Parslet word until delimeter present

Question

TL;DR; If you care what is before the "^" you should parse that first.

--- longer answer ---

A parser will always consume all the text. If it can't consume everything, then the document is not fully described by the grammar. Rather than thinking of it as something performing "splits" on your text... instead think of it as a clever state machine consuming a stream of text.

So... as your full grammar needs to consume all the document... when developing your parser, you can't make it to parse some part and leave the rest.
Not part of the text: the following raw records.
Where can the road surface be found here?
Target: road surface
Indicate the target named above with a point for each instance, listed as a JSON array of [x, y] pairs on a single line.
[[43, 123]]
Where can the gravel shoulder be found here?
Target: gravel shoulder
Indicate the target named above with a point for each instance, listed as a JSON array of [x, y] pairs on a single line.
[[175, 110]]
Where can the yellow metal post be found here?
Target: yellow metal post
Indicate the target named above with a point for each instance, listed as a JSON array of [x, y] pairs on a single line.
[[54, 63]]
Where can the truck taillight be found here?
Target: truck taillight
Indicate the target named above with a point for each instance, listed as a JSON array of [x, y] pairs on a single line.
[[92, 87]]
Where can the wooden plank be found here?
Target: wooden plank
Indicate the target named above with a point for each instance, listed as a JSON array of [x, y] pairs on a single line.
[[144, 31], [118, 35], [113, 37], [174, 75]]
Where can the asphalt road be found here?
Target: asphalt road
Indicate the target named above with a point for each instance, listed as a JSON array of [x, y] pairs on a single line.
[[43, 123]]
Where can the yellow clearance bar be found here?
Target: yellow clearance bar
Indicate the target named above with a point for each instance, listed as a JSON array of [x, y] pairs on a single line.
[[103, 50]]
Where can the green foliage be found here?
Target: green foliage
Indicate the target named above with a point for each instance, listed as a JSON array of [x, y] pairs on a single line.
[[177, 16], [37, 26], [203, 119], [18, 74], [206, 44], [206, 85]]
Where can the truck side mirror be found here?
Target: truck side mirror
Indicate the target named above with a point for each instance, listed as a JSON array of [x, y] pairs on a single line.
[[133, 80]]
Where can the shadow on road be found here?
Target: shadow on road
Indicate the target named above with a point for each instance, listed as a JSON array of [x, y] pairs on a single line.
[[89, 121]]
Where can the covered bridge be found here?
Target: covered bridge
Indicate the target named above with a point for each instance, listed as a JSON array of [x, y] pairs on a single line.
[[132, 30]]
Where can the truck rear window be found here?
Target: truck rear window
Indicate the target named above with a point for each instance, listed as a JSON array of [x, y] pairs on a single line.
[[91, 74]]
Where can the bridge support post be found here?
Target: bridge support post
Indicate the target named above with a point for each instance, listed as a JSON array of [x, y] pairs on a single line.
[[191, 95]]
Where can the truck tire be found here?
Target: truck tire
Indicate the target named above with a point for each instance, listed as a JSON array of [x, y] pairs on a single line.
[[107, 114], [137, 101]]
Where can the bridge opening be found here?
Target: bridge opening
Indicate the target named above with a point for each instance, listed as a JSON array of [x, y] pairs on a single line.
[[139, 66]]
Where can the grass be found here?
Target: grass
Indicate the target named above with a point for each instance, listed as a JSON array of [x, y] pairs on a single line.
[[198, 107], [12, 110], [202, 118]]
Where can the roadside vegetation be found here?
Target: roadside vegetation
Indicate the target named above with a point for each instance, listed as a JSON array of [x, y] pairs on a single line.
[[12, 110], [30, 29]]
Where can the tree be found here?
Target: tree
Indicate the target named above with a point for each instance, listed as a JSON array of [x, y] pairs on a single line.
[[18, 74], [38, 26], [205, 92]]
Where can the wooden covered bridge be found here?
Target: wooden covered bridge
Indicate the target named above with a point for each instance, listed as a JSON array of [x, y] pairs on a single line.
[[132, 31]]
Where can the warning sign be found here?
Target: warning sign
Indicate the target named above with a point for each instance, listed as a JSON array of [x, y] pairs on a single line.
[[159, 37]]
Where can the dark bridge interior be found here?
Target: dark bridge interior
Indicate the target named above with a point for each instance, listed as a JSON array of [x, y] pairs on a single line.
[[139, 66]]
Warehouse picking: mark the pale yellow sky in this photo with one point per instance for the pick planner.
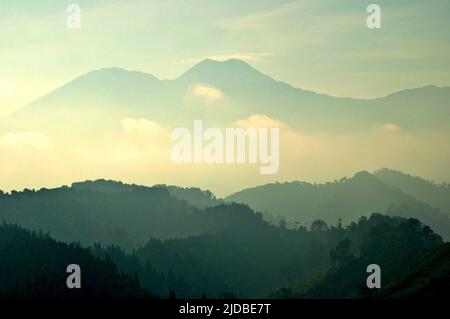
(323, 46)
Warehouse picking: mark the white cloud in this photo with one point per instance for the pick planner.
(19, 140)
(207, 92)
(244, 56)
(259, 121)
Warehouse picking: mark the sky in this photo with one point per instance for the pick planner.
(323, 46)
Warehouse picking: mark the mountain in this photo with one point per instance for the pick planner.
(254, 258)
(118, 93)
(113, 213)
(424, 190)
(34, 266)
(397, 250)
(427, 278)
(346, 199)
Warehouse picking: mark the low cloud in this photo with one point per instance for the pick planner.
(140, 125)
(244, 56)
(207, 92)
(259, 121)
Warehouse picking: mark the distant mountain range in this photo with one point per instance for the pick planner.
(99, 98)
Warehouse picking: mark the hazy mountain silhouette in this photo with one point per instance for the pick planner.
(424, 190)
(109, 94)
(427, 278)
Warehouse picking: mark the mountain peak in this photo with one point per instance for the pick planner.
(229, 70)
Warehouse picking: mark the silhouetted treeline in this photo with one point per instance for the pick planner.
(33, 265)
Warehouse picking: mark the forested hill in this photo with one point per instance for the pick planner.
(254, 258)
(348, 199)
(34, 266)
(125, 218)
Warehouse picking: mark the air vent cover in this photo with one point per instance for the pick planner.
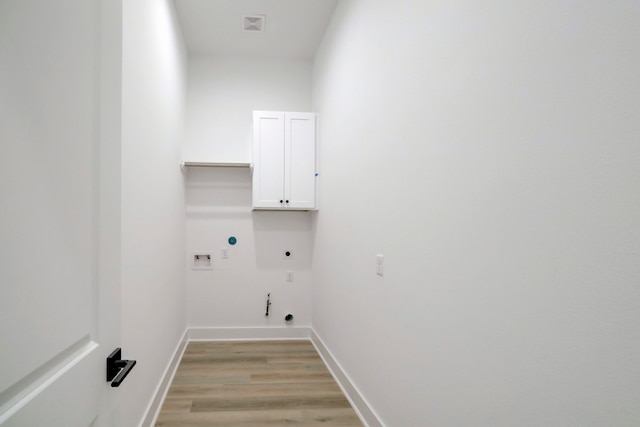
(253, 23)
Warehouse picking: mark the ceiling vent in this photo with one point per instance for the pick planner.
(253, 23)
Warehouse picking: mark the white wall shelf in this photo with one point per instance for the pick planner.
(215, 164)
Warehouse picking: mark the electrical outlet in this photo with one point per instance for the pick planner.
(380, 265)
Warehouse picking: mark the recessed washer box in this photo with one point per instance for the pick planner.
(202, 260)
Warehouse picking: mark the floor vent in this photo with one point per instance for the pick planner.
(253, 23)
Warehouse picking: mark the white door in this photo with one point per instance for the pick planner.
(268, 159)
(59, 209)
(300, 163)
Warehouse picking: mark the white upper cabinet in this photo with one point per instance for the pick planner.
(284, 160)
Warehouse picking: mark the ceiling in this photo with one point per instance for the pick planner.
(293, 28)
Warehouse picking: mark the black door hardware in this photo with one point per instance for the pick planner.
(118, 369)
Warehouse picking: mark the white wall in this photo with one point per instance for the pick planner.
(222, 93)
(153, 218)
(489, 150)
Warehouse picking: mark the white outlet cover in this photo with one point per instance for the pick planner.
(380, 265)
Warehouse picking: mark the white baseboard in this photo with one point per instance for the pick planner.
(232, 334)
(153, 410)
(360, 405)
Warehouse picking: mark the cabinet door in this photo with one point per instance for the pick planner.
(268, 159)
(300, 165)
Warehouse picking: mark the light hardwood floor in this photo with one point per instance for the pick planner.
(254, 383)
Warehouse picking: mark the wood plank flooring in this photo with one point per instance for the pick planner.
(254, 383)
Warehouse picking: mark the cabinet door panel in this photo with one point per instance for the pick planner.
(268, 159)
(300, 150)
You want it to transform your document into a tree so you can manipulate it into it's final from.

If you really wanted to just consume all text before a delimiter, then you could do something like this...

Say I was going to parse a '^' separated list of things.

I could have the following rules

rule(:thing) { (str("^").absent? >> any).repeat(1) }  # anything that's not a ^
rule(:list)  { thing >> ( str("^") >> thing).repeat(0) } #^ separated list of things

This would work as follows

parse("thing1^thing2") #=> "thing1^thing2"
parse("thing1") #=> "thing1"
parse("thing1^") #=> ERROR ... nothing after the ^ there should be a 'thing'

This would mean list would match a string that doesn't end or start with an '^'. To be useful however I need to pull out the bits that are the values with the "as" keyword

rule(:thing) { (str("^").absent? >> any).repeat(1).as(:thing) }
rule(:list)  { thing >> ( str("^") >> thing).repeat(0) }

Now when list matches a string I get an array of hashes of "things".

parse("thing1^thing2") #=> [ {:thing=>"thing1"@0} , {:thing=>"thing2"@7} ]

In reality however you probably care what a 'thing' is... not just anything will go there.

In that case.. you should start by defining those rules... because you don't want to use the parser to split by "^" then re-parse the strings to work out what they are made of.

For example:

parse("6 + 4 ^ 2") 
 # => [ {:thing=>"6 + 4 "@0}, {:thing=>" 2"@7} ]

And I probably want to ignore the white_space around the "thing"s and I probably want to deal with the 6 the + and the 4 all separately. When I do that I am going to have to throw away my "all things that aren't '^'" rule.